I don't know how they'll fair but I'm gonna see how they do. With 2 queens laying I figure the worst case is I can combine the two in the fall and feed them well and/or give them a full super of honey. Hopefully, between the two they will have a decent population of bees between now and then. If not I'll just combine with the main hives.

This is my first year back into bees after a long hiatus and I already feel like having at least one experimental hive every year to use as a guinea pig to try different things out. (Not as a guinea pig in a bad way) 

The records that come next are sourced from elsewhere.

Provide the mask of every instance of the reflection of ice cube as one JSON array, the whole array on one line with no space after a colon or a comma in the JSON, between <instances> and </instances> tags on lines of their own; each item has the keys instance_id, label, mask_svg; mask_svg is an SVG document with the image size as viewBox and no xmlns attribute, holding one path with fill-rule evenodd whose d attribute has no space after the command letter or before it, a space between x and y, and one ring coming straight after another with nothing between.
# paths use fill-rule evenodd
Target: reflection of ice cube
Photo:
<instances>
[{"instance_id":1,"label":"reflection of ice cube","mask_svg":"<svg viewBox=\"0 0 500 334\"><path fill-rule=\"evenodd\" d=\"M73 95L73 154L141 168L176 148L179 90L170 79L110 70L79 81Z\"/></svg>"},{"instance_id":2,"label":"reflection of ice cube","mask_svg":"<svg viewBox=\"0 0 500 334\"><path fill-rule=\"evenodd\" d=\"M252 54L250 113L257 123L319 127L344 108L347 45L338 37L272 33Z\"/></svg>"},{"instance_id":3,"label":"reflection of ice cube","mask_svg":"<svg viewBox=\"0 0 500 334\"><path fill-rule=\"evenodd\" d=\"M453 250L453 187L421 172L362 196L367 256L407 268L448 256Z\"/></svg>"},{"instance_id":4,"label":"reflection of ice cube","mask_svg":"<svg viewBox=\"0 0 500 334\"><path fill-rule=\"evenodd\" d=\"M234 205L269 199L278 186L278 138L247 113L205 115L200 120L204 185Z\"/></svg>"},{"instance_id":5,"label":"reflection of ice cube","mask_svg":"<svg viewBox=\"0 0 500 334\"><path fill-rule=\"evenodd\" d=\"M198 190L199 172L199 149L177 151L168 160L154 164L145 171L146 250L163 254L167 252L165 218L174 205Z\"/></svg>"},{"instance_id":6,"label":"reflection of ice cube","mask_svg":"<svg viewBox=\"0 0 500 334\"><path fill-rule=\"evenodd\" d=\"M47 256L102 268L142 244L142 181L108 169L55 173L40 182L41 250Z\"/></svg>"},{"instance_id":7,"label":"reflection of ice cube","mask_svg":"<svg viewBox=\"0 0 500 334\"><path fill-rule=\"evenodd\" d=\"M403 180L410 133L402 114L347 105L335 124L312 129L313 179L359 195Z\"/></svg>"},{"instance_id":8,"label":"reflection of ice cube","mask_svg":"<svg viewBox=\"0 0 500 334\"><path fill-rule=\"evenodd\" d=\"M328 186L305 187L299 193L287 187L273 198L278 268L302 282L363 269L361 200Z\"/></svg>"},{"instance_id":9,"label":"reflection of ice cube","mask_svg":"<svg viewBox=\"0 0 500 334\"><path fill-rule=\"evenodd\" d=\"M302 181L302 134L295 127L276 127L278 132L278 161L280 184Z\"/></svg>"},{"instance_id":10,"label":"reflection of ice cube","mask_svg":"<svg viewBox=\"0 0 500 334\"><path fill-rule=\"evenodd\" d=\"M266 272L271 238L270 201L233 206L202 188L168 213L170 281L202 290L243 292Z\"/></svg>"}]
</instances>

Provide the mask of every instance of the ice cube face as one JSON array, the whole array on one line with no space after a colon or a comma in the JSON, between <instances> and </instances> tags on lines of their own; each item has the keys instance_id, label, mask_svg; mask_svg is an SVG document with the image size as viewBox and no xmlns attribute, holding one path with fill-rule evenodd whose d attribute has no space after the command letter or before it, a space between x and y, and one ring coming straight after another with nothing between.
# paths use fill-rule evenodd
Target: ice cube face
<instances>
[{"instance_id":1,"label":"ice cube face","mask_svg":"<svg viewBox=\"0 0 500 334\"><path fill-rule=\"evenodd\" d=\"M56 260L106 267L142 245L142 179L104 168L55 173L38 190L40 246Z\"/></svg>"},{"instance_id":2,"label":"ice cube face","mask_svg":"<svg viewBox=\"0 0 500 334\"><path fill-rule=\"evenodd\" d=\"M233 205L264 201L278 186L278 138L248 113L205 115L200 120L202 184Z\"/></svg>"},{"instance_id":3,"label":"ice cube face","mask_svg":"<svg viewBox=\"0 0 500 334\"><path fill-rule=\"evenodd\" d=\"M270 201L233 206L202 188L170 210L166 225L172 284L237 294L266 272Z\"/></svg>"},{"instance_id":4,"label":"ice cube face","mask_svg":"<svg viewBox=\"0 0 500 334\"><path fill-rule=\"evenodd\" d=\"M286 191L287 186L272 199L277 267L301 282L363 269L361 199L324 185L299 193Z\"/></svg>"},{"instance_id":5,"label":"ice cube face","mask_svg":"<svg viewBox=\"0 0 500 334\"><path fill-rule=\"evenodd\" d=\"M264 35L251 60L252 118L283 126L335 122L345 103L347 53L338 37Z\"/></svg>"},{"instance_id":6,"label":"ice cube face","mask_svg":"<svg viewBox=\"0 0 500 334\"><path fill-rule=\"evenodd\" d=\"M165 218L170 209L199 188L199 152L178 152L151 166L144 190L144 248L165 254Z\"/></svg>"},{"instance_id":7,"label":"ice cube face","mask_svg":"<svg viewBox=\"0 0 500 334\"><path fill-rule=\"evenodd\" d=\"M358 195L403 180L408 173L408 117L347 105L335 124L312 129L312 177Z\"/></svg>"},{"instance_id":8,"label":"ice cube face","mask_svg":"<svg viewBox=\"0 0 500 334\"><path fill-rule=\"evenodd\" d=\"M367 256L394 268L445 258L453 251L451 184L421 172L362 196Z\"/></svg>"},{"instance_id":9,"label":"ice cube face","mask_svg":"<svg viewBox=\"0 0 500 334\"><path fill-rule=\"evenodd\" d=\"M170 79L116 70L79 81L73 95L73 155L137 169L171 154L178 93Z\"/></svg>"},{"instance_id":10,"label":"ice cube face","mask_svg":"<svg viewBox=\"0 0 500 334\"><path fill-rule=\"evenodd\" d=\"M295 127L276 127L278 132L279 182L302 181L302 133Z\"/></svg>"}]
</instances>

Not sure this really qualifies as a fall split but it does seem late to me!


Dan

[This message has been edited by dtwilliamson (edited July 26, 2004).]


----------



## Hillbillynursery (Nov 13, 2003)

Well this is omething I would like to here more about. I will be taking some bee from strongest colonies and equalizing as the weather has not been nice to me and a couple of my nucs swarmed. But if I have more frames than needed to make all my hive 2 mediums deep I have though about another split. First hard frost is normally end of Oct. sometime(like last year) not until mid Nov.. I have a couple supers of honey for winter feed so it is a matter of getting the queen getting going good enough to get them thru winter. Another side note is queens started laying in Jan. last year as I had a 75f day and took a peek(3 days later though it was a high of 30f). Winters here can be very lite to moderate. one medium of stores is plenty for around here. But this is something I think could help alot of people increase their numbers if they wish and it was feasable.


----------



## swarm_trapper (Jun 19, 2003)

we are trying it this year we made a split a week and a half ago so we will se what happens we did pigggyback it on anouther hive the reason i hope that this works is so we can split and still raise our own queens mid april is alittle early for queens here(not man drones) Nick


----------



## Guest (Aug 23, 2004)

An update.... I started the year off with 2 nucs on May 8th. They grew so fast that I split 2 nucs off of them (as described above in an earlier post). I just combined the nucs I had made and have a pretty strong hive almost a full 2 deeps worth of bees. The upside is that I now have 3 fairly strong hives in terms of bees. The downside is that after I distribute the honey I currently have from these hives they will be short of supplies for the winter. Hopefully we get a really strong fall flow. Activity seemed to be picking up yesterday. I may have to feed one or two of them before winter.

I did my splits mid-July. I would think that starting them this time of year would bee difficult. Not sure there would be enough time to build up unless you can really supply them with drawn comb and alot of bees and honey.

Good luck. Let us know how it works.

Dan


----------